L’epidemia dilagante del fast fashion si sta facendo ogni giorno più strada tra le vite di chiunque: impeccabili tecniche di marketing sommate ad una perfetta conoscenza dei social media e di qualsiasi risorsa che possono offrire, non possono che dare vita ad un irrefrenabile acquisto compulsivo di massa. L’elemento che più attrae però, sono i prezzi esigui: qualsiasi acquirente online infatti, è inevitabilmente sedotto dalla possibilità di comprare tanto spendendo poco.
Ma tutto questo, come è diventato possibile? Pochi infatti, o se non altro non ancora abbastanza, sono i fruitori del mercato online ad essersi posti interrogativi a riguardo.
L’INCHIESTA “UNTOLD”
Il colosso SHEIN, marchio di fast fashion divenuto in due anni il più lucrativo al mondo, coagula in sé tutto quell’insieme di fattori che permettono l’esistenza di tali dinamiche. Nell’inchiesta Untold: Inside the Shein Machine, realizzata dalla reporter Iman Amrani, viene sviscerato a fondo il mondo nascosto dell’iper-sfruttamento della manodopera.
Infiltrandosi all’interno di due delle fabbriche di SHEIN, la reporter porta alla luce dei tragici dati: i lavoratori sono qui costretti a lavorare 17-18 ore quotidianamente, con un solo giorno di riposo al mese. Le paghe sono irrisorie, e le politiche di retribuzione, a seguito ad esempio della produzione di capi fallati, inumane.

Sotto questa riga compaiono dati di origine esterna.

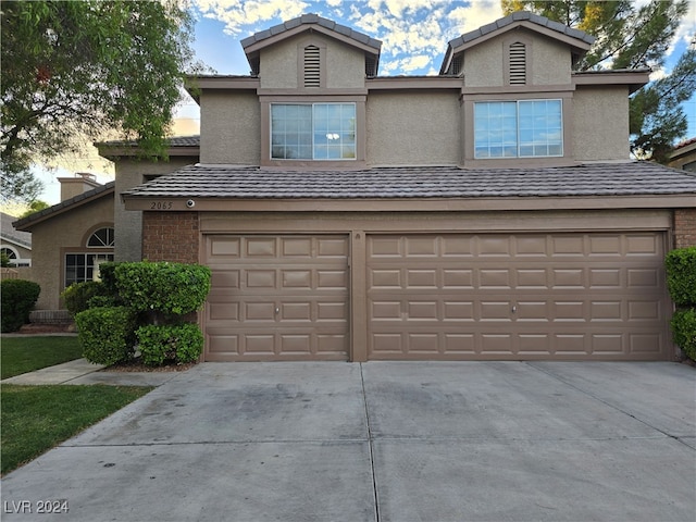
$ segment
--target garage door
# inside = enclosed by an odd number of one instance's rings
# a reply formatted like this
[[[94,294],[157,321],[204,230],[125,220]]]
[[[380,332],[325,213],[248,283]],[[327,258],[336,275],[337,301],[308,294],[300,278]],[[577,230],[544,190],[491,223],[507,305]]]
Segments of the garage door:
[[[667,359],[663,236],[368,238],[370,359]]]
[[[345,236],[206,238],[206,360],[346,360]]]

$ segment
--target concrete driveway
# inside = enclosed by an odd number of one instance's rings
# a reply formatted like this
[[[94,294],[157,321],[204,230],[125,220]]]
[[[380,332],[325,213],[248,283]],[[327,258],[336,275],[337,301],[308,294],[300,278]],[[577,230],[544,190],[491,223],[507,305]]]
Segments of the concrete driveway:
[[[683,364],[204,363],[5,476],[2,520],[693,522],[695,484]]]

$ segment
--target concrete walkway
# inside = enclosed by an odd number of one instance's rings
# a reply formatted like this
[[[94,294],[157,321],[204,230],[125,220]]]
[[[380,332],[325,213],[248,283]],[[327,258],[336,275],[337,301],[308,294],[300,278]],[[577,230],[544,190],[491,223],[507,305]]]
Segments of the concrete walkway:
[[[202,363],[3,477],[2,520],[693,522],[694,484],[683,364]]]
[[[111,384],[123,386],[161,386],[178,372],[102,372],[105,366],[87,359],[75,359],[35,372],[3,378],[2,384],[36,386],[41,384]]]

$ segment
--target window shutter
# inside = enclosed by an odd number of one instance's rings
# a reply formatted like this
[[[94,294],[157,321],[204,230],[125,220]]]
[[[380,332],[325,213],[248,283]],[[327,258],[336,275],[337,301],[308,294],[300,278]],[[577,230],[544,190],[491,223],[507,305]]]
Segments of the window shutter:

Tutto questo va ovviamente contro a quelle che sono le leggi cinesi, ma attraverso falsi provvedimenti, deleghe e “controlli del rispetto di leggi e standard lavorativi”, l’azienda è sempre riuscita a scampare ai suoi stessi Codici di Condotta.
L’ESPERIMENTO DI GREENPEACE
Recentemente Greenpeace Germania ha condotto un esperimento per analizzare la composizione dei tessuti di alcuni articoli SHEIN. Le analisi hanno rivelato che, in alcuni di essi, sono contenute sostanze pericolose (come il nichel), oltre i livelli consentiti dalle leggi europee. Questi prodotti quindi, tenendo conto del danno sanitario sia per gli acquirenti che per gli operai, possono considerarsi illegali a tutti gli effetti. Il rapporto condotto da Greenpeace Germania è disponibile qui.
L’INQUINAMENTO AMBIENTALE
Non è quindi difficile capire come questa industria ultra fast fashion non crei “solo” danni a persone, ma anche al pianeta, aggravando gli impatti del suo settore e accelerando la catastrofe climatica già in corso. Questo tipo di produzione usa e getta infatti, genera enormi quantità di rifiuti tessili inquinanti che non possono essere riciclati. L’inquinamento peraltro, non è confinato alle aree di produzione, ma si estende in tutto il globo, ostacolando la vera nascita di una economia circolare nel settore tessile.
Giuseppe Ungherese, responsabile campagna inquinamento di Greenpeace Italia, si esprime a riguardo:
Greenpeace chiede all’Unione Europea di applicare le leggi vigenti sulle sostanze chimiche pericolose, un requisito fondamentale per lo sviluppo di una vera economia circolare, e di attivarsi per eliminare il fast fashion, come peraltro indicato nella strategia europea sul tessile. E’ inoltre necessario intervenire sullo sfruttamento della manodopera, sulle gravi conseguenze ambientali nelle fasi produttive e, infine, sulla gestione dei rifiuti a fine vita. Tutti questi aspetti devono essere affrontati urgentemente con un trattato globale e un approccio simile a quello attualmente in discussione sulla plastica, che affronti finalmente la gigantesca impronta ecologica dei settori del tessile e della moda.